Human rights advocates say the recent conviction of a former paramilitary officer on charges of orchestrating the forced disappearance of six ethnic Mayan villagers in the mid-1980s signals the country might be ready to deal with its legacy of human rights violations.
The remote settlement of Choatalum, in the lush green hills of the region of Chimaltenango, just west of the capital, Guatemala, seems at first glance to be an unusual site for a trial of monumental importance to the country's legal system.
But the history of this region, a bastion of Mayan culture and resistance to the governments that ruled Guatemala in the mid-1980s, make the area an epicenter of the ongoing search for reconciliation over what human rights groups call widespread genocide perpetrated largely against the country's indigenous people more than two decades ago.
Guatemalan civil rights lawyer Mario Minera says the six peasant farmers who disappeared from Choatalum and presumably were killed during the early-1980s are only a fraction of the more than 600 unresolved documented cases. Most of the killings acknowledged in Guatemalan and international courts took place during the presidential administrations of military rulers Jose Efrain Rios Montt and Oscar Humberto Mejia Victores between 1982 and 1986.
A U.N.-backed truth commission found that about 200,000 people were killed and more than 40,000 disappeared during Guatemala's 36-year Civil War that ended in 1996. The killings peaked in the mid-1980s. Many of the victims were ethnic Mayans.
Attorney Mario Minera says that for years, the perpetrators of the crimes lived with impunity, under what he and other human rights activists describe as Guatemalan state reluctance to investigate the alleged crimes of those in power and, in some cases, are still active in the government.
But that began to change earlier this year, when a Guatemalan court ruled that crimes involving the "forced disappearance" of Guatemalans missing since the 1980s could be considered active cases and not subject to a statute of limitations.
Attorney Mario Minera says the decision opened the way for the prosecution of individuals suspected of coordinating the atrocities.
The first to be convicted under the new ruling was former military collaborator Felipe Cusanero, a civilian commissioner accused of six cases of forced disappearance of members of the Choatalum community. Earlier this month, Cusanero was sentenced to 150 years in jail for his part in those disappearances.
Human rights activists worldwide have hailed the sentence as a milestone in the fight for reconciliation for the families of victims in Guatemala.
"There are other cases where convictions are very likely in the imminent future," said Attorney Andrew Hudson of the New York-based organization, Human Rights First. "So I think this is important on a number of levels in that it shows that people can be prosecuted in Guatemala. And I think it will really open the doors for justice in many other cases in Guatemala as well."

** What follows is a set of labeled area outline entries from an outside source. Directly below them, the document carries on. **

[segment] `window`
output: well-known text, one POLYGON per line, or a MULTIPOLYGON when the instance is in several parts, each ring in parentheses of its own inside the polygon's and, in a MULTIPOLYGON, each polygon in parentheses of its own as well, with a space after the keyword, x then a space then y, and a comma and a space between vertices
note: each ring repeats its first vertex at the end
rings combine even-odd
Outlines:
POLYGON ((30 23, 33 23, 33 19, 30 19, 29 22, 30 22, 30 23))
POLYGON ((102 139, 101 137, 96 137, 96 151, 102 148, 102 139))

Rights advocates in Guatemala say the case is the first of several being processed in the courts.
While experts agree that the Cusanero case is a big step forward, Hudson says further action will be needed if Guatemala is to overcome its history of impunity for human rights violators and move toward reconciliation.
"Through these emblematic cases you can start to reinstate the rule of law. You can start to try and heal the wounds of the civil war," said Hudson. "Mayan villages cannot move forward if they are living with the person who killed and massacred their entire village. It is just not possible to have reconciliation, in my opinion, without holding some of the worst perpetrators of human rights abuses to justice."
Many experts say impunity for those associated with atrocities has not only hampered efforts at justice for the victims, but also has filtered through Guatemalan society, leading to a culture of violence and disenfranchisement.
Large groups of the country's population, including women, youths and indigenous people, are still frequently the victims of basic human rights violations, says Sebastian Elgueta of Amnesty International.
"To view the current public security crisis and current level of violence in a vacuum or de-contextualized does not really work very well to understand the reality of Guatemala. The institutions in Guatemala have not, for years, actually exercised effective investigation and prosecution into crimes, because during the conflict they could not. It is a question of rebuilding these institutions."
In late 2007, the United Nations and the government of Guatemala established an independent body, the International Commission against Impunity in Guatemala, to investigate continuing crimes against human rights advocates, and uphold the rule of law.